How does the work that you do empower others who work in and around food?

C: I think we do that by making sure the stories we tell are the stories of people that aren’t always told. Whether it’s partnering with Hunger Free or sharing the story of one of California’s only female winemakers, I think that by shining a light on what we like to call “Feel Good Food Stories”, Chew Street empowers consumers to make better purchasing decisions and empowers other food business to be more thoughtful about giving back.

What are the aims of Chew Street?

C: Chew Street is constantly evolving! That’s what I love about it. The original goal is still the same, to bring a new perspective to food blogging and social media by combinging the love of food and the love of philanthropy. Any initiatives Chew Street does focus on impact as a core goal, the best way to help the most people.

Who is someone that you look up to that embraces empowerment and positivity?

C: My Dad. His work as a Pastor is really about getting out into the community and helping those that need it most. He was instrumental in launching an orphanage in South Africa, the Covenant Garden Estate. The model they used with project had empowerment at it's core. They partnered with the government as well as Chief Mathibe and the Bahwaduba Traditional Council to build something that changed the lives of abandoned children. Sesego Cares, an organisation of business leaders committed to sustainable philanthropy was also a partner. We are in completely different fields but I try to emulate him in all I do.

Tell us more about the recipe you chose for HFQ Volume / Why did you choose it for our ‘Empowerment’ box?

C: This quote from Nelson Mandela is a favourite of mine:

You know darling there is one respect in which I dwarf all my contemporaries or at least about which I can confidently claim to be second to none – healthy appetite.”
— Nelson Mandela

Many people don’t realize that South Africa’s culinary history is as rich and complex as its political one. After Nelson Mandela was elected black South Africans had improved access to food and, more importantly, the food and wine industry that was built on the back of unpaid or underpaid work started reforms that are still happening today. The demise of apartheid brought with it it several Black Economic Empowerment initiatives from the the African National Congress to transfer millions of acres of vineyards and farmland from white owners to black South Africans.

Some of the region’s best food is surprisingly simple and easy to prepare. Potbrood, a traditional bread, is prepared in an outdoor coal pit. No access to an outdoor coal pit? Don’t worry, I’ve adapted the traditional recipe so you can enjoy this dish at home.

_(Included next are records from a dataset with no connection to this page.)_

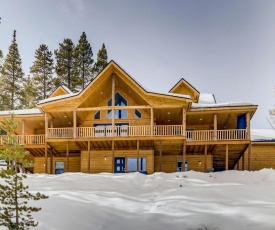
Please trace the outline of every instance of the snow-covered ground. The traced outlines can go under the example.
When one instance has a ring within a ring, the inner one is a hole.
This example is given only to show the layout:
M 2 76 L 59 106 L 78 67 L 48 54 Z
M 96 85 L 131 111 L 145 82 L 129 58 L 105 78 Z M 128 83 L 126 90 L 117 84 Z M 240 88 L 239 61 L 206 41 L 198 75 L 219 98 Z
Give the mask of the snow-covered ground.
M 2 181 L 0 180 L 2 183 Z M 275 170 L 29 175 L 45 230 L 274 230 Z

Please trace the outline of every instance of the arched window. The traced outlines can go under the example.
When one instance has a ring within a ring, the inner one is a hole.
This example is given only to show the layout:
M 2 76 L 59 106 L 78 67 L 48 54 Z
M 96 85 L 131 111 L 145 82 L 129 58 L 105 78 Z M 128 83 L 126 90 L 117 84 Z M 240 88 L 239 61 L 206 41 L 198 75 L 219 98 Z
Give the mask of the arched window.
M 108 106 L 112 106 L 112 98 L 108 101 Z M 119 93 L 115 94 L 115 106 L 127 106 L 127 101 Z M 127 118 L 127 110 L 115 110 L 115 119 Z M 108 110 L 108 119 L 112 119 L 112 110 Z

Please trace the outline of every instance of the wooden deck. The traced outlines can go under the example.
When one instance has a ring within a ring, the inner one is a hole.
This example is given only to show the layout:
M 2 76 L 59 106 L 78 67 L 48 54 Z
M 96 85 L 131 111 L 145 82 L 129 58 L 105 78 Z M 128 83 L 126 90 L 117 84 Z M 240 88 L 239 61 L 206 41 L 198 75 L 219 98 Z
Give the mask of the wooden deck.
M 187 143 L 192 142 L 215 142 L 215 141 L 238 141 L 247 140 L 245 129 L 231 129 L 231 130 L 196 130 L 187 131 L 183 135 L 182 125 L 155 125 L 151 126 L 116 126 L 114 130 L 111 126 L 98 127 L 77 127 L 76 130 L 72 127 L 68 128 L 49 128 L 48 139 L 98 139 L 104 140 L 109 138 L 116 138 L 118 140 L 127 140 L 135 138 L 186 138 Z M 40 135 L 18 135 L 17 141 L 22 145 L 42 145 L 45 144 L 45 134 Z M 3 145 L 7 136 L 0 136 L 0 145 Z

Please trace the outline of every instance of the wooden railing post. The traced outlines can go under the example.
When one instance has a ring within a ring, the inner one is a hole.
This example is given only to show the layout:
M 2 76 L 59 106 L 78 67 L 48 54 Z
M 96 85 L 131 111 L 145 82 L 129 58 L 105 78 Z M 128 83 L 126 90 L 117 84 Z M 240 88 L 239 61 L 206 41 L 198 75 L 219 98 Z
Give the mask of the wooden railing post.
M 182 108 L 182 136 L 186 136 L 186 109 Z
M 74 119 L 73 138 L 76 138 L 76 110 L 73 111 L 73 119 Z
M 154 136 L 154 108 L 151 107 L 151 136 Z
M 246 113 L 246 139 L 250 140 L 250 113 Z
M 45 113 L 45 138 L 48 138 L 48 113 Z
M 25 120 L 22 121 L 22 143 L 25 144 Z
M 228 170 L 228 144 L 225 145 L 225 170 Z
M 112 137 L 115 136 L 115 75 L 112 74 Z
M 214 141 L 217 140 L 217 134 L 218 134 L 218 115 L 214 114 Z
M 185 171 L 185 161 L 186 161 L 186 142 L 185 140 L 183 141 L 183 146 L 182 146 L 182 164 L 181 164 L 181 171 Z

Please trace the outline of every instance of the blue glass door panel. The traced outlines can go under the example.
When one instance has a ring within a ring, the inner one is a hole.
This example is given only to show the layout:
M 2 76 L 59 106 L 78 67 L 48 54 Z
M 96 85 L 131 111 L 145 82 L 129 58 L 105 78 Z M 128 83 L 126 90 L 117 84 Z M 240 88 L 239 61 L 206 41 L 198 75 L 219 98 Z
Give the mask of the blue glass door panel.
M 115 157 L 115 173 L 125 173 L 125 157 Z

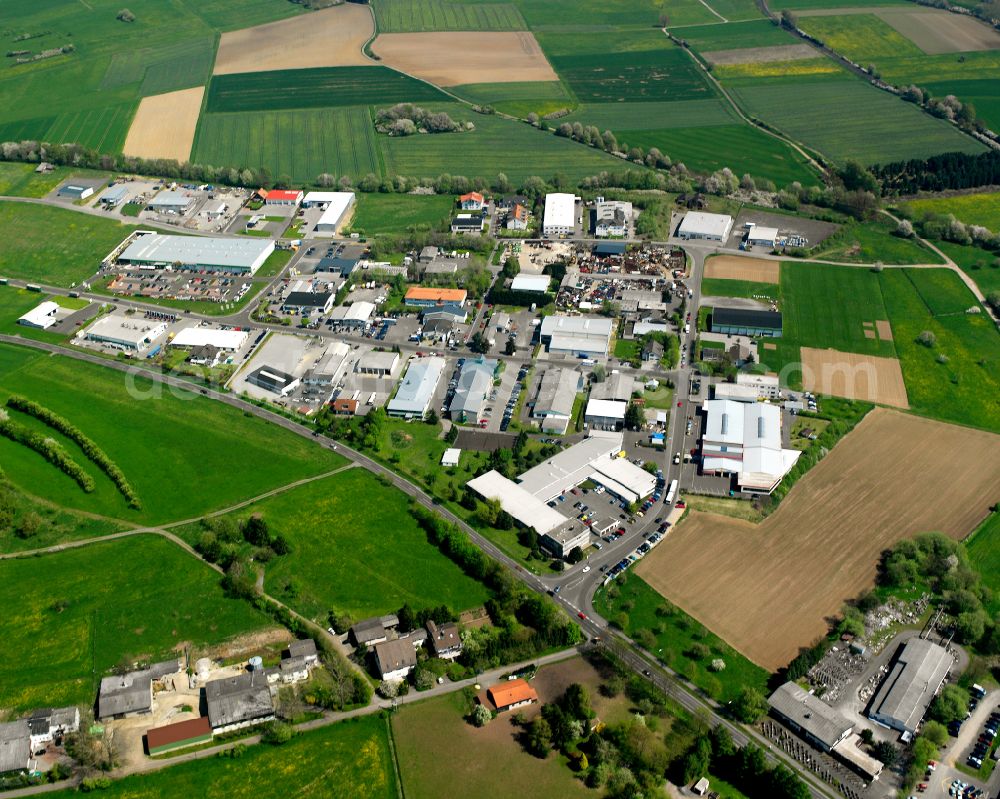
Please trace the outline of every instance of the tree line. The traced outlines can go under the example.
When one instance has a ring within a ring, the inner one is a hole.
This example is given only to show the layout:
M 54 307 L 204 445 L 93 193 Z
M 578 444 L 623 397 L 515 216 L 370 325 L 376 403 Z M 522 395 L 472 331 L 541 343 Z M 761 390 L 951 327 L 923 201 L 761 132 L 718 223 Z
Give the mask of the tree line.
M 74 480 L 85 493 L 89 494 L 94 490 L 94 478 L 73 460 L 58 441 L 15 422 L 6 411 L 0 411 L 0 413 L 2 413 L 0 416 L 0 435 L 37 452 L 59 471 Z

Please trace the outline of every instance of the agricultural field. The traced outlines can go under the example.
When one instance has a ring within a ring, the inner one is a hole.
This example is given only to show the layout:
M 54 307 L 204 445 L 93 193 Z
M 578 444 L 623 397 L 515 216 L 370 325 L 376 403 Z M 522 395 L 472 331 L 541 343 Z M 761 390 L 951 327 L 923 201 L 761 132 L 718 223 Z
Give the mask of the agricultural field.
M 445 99 L 437 89 L 387 67 L 283 69 L 213 77 L 205 110 L 278 111 Z
M 1000 612 L 1000 513 L 994 511 L 965 542 L 972 566 L 993 592 L 992 611 Z
M 781 261 L 772 261 L 767 258 L 744 258 L 739 255 L 716 255 L 705 262 L 705 278 L 778 283 L 781 279 Z M 709 292 L 703 290 L 702 293 Z
M 725 280 L 706 277 L 701 281 L 703 297 L 744 297 L 760 299 L 768 297 L 778 300 L 778 287 L 773 283 L 756 283 L 752 280 Z
M 323 172 L 360 178 L 384 172 L 379 139 L 367 106 L 203 114 L 192 157 L 264 167 L 299 182 Z
M 7 477 L 61 507 L 152 523 L 184 519 L 344 464 L 339 455 L 304 438 L 194 393 L 2 345 L 0 400 L 11 394 L 33 399 L 76 425 L 122 469 L 143 503 L 141 511 L 129 510 L 111 481 L 74 443 L 17 414 L 19 422 L 61 443 L 96 482 L 93 493 L 85 494 L 35 452 L 0 440 Z M 150 441 L 156 442 L 154 460 Z M 236 451 L 240 457 L 234 459 Z
M 656 646 L 647 646 L 647 649 L 655 651 L 671 669 L 717 701 L 734 699 L 744 686 L 766 692 L 768 673 L 764 669 L 747 660 L 680 608 L 668 606 L 663 597 L 636 574 L 624 575 L 607 588 L 599 589 L 594 607 L 633 639 L 641 640 L 645 636 L 642 630 L 651 632 Z M 699 646 L 705 647 L 707 652 L 702 654 L 697 649 Z M 688 654 L 695 652 L 695 656 Z M 725 661 L 723 671 L 709 669 L 715 658 Z
M 154 535 L 0 561 L 0 600 L 0 706 L 15 710 L 89 706 L 101 676 L 126 657 L 273 626 L 223 596 L 217 572 Z
M 108 178 L 107 172 L 92 169 L 56 167 L 51 172 L 36 172 L 35 164 L 0 161 L 0 196 L 44 197 L 71 177 Z
M 927 214 L 954 214 L 967 225 L 1000 231 L 1000 192 L 956 194 L 953 197 L 919 197 L 904 203 L 919 219 Z
M 44 300 L 51 300 L 63 308 L 70 308 L 74 311 L 85 308 L 89 303 L 86 300 L 74 300 L 69 297 L 59 295 L 39 294 L 38 292 L 18 289 L 13 286 L 0 286 L 0 333 L 10 336 L 23 336 L 39 341 L 59 342 L 66 338 L 61 333 L 53 333 L 49 330 L 39 330 L 34 327 L 27 327 L 18 324 L 17 320 L 37 306 Z M 82 305 L 80 304 L 82 302 Z M 93 306 L 94 315 L 97 315 L 98 306 Z
M 668 12 L 670 25 L 718 22 L 698 0 L 677 0 L 665 8 L 661 0 L 514 0 L 533 31 L 649 31 Z M 662 34 L 660 34 L 662 35 Z
M 436 229 L 448 221 L 452 207 L 451 197 L 438 194 L 359 194 L 351 230 L 377 235 L 410 227 Z
M 767 19 L 736 22 L 729 25 L 685 25 L 671 31 L 699 53 L 712 50 L 737 50 L 758 47 L 798 45 L 801 39 Z
M 912 41 L 875 14 L 802 16 L 799 27 L 858 64 L 923 55 Z
M 881 6 L 909 6 L 908 0 L 887 0 L 883 3 L 882 0 L 878 0 L 877 5 Z M 825 12 L 829 9 L 836 9 L 832 13 L 842 13 L 841 9 L 845 8 L 860 8 L 867 12 L 868 3 L 859 2 L 859 0 L 851 0 L 851 2 L 844 2 L 844 0 L 778 0 L 773 5 L 770 6 L 772 10 L 781 10 L 787 8 L 792 11 L 800 11 L 804 13 L 809 13 L 812 11 Z M 804 14 L 800 15 L 804 16 Z
M 265 589 L 310 618 L 325 621 L 333 609 L 361 619 L 394 612 L 404 602 L 415 609 L 448 605 L 457 612 L 488 598 L 481 584 L 427 541 L 410 516 L 408 498 L 364 469 L 340 472 L 234 515 L 253 513 L 292 548 L 265 567 Z M 192 525 L 182 535 L 196 541 L 200 532 L 200 525 Z
M 712 70 L 727 86 L 755 86 L 762 78 L 775 81 L 844 80 L 848 73 L 830 58 L 802 58 L 795 61 L 748 61 L 723 64 Z
M 191 157 L 191 144 L 198 127 L 198 115 L 201 113 L 204 96 L 204 87 L 196 86 L 193 89 L 143 97 L 121 148 L 122 152 L 139 158 L 187 161 Z M 169 118 L 172 124 L 164 125 L 164 118 Z
M 875 340 L 875 323 L 866 329 Z M 888 322 L 881 323 L 888 331 Z M 883 336 L 880 342 L 891 341 Z M 802 347 L 802 388 L 828 397 L 877 402 L 894 408 L 907 409 L 906 385 L 903 372 L 896 358 L 879 355 L 859 355 L 832 349 Z
M 833 161 L 866 164 L 983 152 L 947 122 L 858 80 L 734 87 L 751 114 Z
M 972 103 L 976 108 L 976 116 L 992 130 L 996 130 L 1000 128 L 1000 67 L 992 66 L 990 72 L 993 74 L 989 78 L 928 81 L 921 86 L 934 97 L 954 94 L 963 103 Z M 978 74 L 985 75 L 987 72 L 983 70 Z
M 934 246 L 951 258 L 965 272 L 984 295 L 1000 291 L 1000 258 L 979 247 L 966 247 L 947 241 L 934 242 Z
M 451 91 L 470 102 L 491 105 L 501 113 L 521 119 L 531 112 L 544 116 L 576 105 L 561 81 L 466 83 L 452 86 Z
M 453 0 L 373 0 L 380 33 L 519 31 L 525 22 L 513 3 Z
M 851 222 L 823 241 L 810 257 L 824 261 L 874 264 L 933 264 L 940 263 L 937 253 L 915 239 L 893 235 L 895 224 L 878 219 L 872 222 Z
M 816 57 L 816 50 L 808 44 L 782 44 L 772 47 L 749 47 L 738 50 L 711 50 L 702 56 L 714 66 L 736 64 L 786 64 L 791 61 L 805 61 Z
M 1000 436 L 876 409 L 761 524 L 692 512 L 636 573 L 774 670 L 874 583 L 884 549 L 926 530 L 968 535 L 997 469 Z
M 1000 49 L 1000 33 L 975 17 L 938 8 L 881 10 L 878 16 L 927 55 Z
M 74 286 L 136 228 L 78 211 L 0 202 L 0 275 Z
M 560 119 L 560 122 L 563 120 Z M 567 122 L 595 125 L 602 132 L 655 131 L 733 125 L 739 119 L 721 99 L 673 100 L 650 103 L 596 103 L 581 105 L 565 117 Z
M 107 799 L 396 799 L 387 722 L 363 716 L 301 732 L 277 746 L 251 746 L 242 757 L 195 760 L 114 780 Z M 76 790 L 51 794 L 78 796 Z

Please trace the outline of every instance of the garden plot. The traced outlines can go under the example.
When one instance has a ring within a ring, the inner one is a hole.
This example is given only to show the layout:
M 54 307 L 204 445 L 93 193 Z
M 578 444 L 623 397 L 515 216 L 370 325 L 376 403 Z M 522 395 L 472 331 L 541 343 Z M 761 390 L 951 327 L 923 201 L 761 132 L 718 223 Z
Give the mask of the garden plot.
M 875 338 L 871 331 L 866 338 Z M 883 338 L 879 336 L 879 338 Z M 887 339 L 892 340 L 889 336 Z M 802 347 L 802 387 L 834 397 L 909 408 L 903 372 L 896 358 Z
M 191 156 L 204 86 L 178 92 L 143 97 L 129 128 L 122 151 L 139 158 L 173 158 L 187 161 Z M 169 120 L 165 122 L 165 120 Z
M 717 255 L 705 263 L 705 277 L 776 284 L 780 269 L 780 261 L 768 261 L 764 258 L 741 258 L 738 255 Z
M 764 64 L 772 61 L 802 61 L 815 58 L 816 49 L 808 44 L 783 44 L 777 47 L 747 47 L 740 50 L 713 50 L 702 53 L 716 65 Z

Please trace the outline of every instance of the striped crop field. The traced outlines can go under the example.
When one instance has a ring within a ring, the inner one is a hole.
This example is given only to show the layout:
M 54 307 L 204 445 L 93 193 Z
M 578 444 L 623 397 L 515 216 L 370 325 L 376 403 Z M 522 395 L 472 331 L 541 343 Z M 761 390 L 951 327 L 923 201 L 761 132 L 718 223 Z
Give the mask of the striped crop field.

How can we empower others through food in our daily lives?

C: I’m an adventurous eater and I love trying food all over the world. That being said, I think shopping and dining local, as often as you can is key. In Canada, we have great organizations like MealShare and FoodShare that work with the food industry to alleviate hunger. If you or someone you know is using their food business for social good, diversity or the environment let me know! The Chew Street community wants to hear from you.

What gives you hope that a Hunger Free world is possible?

C: The power of social media and websites such as Chew Street are uniting people in ways that were not possible just a few short years ago. People have also seen the power of giving people the tools to create sustainable change for themselves. It’s not a trend and it’s going to transform our world for generations to come.